Sometimes it is required to extract some pages from a PDF file and save them as another PDF document.
In Linux we can easily split PDF documents by pages using the command line utility called pdftk
.
From this article you will learn how to extract individual pages or a range of pages from a PDF file and save them as another PDF document.
Cool Tip: Plan to send this PDF somewhere or just keep? How about to protect it with a password? This is really easy for ones who split PDF files from the command line! Read more →
First of all it is required to install the pdftk
utility:
$ sudo apt-get install pdftk
Split PDF File
Extract the 5th page from the ORIG_FILE.pdf
and save it to the NEW_FILE.pdf
:
$ pdftk ORIG_FILE.pdf cat 5 output NEW_FILE.pdf
Extract several individual pages:
$ pdftk ORIG_FILE.pdf cat 1 4 6 output NEW_FILE.pdf
Cool Tip: Merge PDF files in Linux using the ghostscript
command! Read more →
Extract a range of pages:
$ pdftk ORIG_FILE.pdf cat 1-5 output NEW_FILE.pdf
Extract the combination of individual pages and a range of pages:
$ pdftk ORIG_FILE.pdf cat 1 5 7 10-12 output NEW_FILE.pdf
Спасибо!
Thanks for your excellent tip. I managed to change one of the commands a bit and thought it would be useful to share it here.
My requirement was to extract all pages of a pdf file to seperate pdf files, one per page. This can be achieved as follows (The `seq -w 10` gives a sequence from 1 to 10 with leading zeros, replace 10 with the number of pages in the scan.pdf file):
for i in `seq -w 10`; do pdftk scan.pdf cat $i output scan_$i.pdf; done
This is a great little script, and thanks for the heads up on the seq command.
But use the burst option instead of cat and pdftk will do this for you.

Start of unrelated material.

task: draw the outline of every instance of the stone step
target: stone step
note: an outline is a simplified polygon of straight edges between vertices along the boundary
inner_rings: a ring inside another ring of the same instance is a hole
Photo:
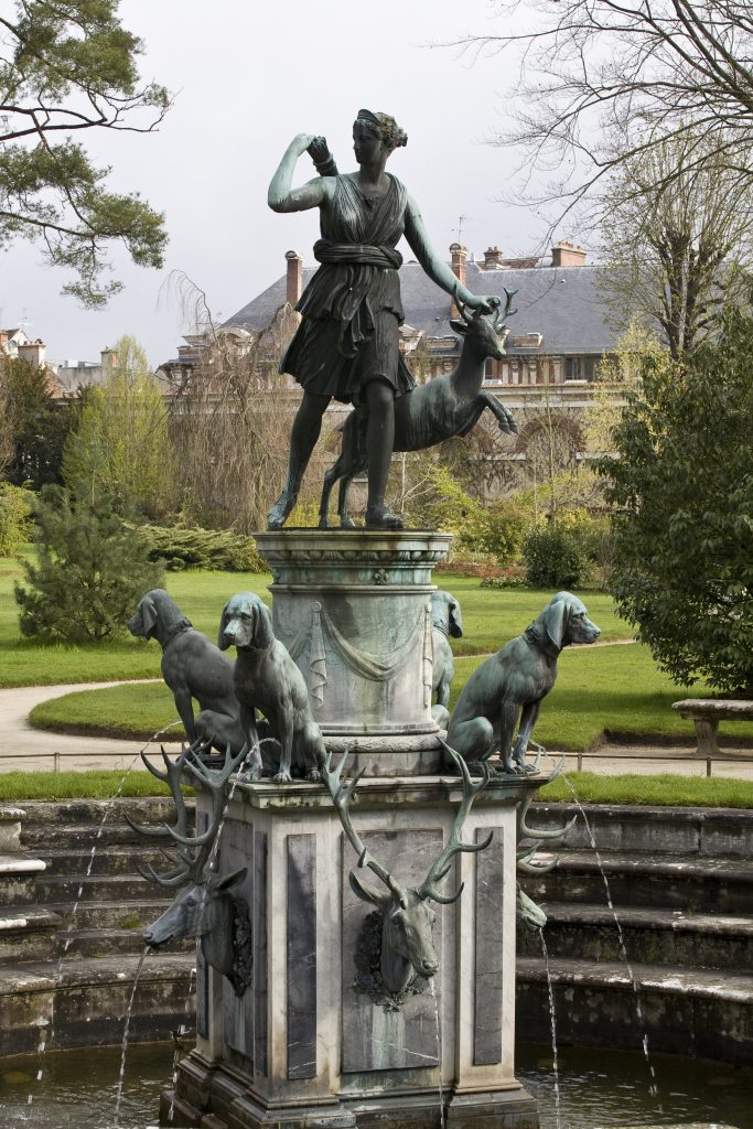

” burst Splits a single input PDF document into individual pages. Also creates a report named doc_data.txt which is the same as the output from dump_data. If the output section is omitted, then PDF pages are named: pg_%04d.pdf, e.g.: pg_0001.pdf, pg_0002.pdf, etc.”
You’re not really extracting, you’re copy pages from one pdf to another. There is a difference. Extract mean to remove. Also a strange behavior: Extract 1/2 A.pdf to B.pdf and 1/2 A.pdf to C.pdf you wind up with B+C>A.
There’s got to be a better solution.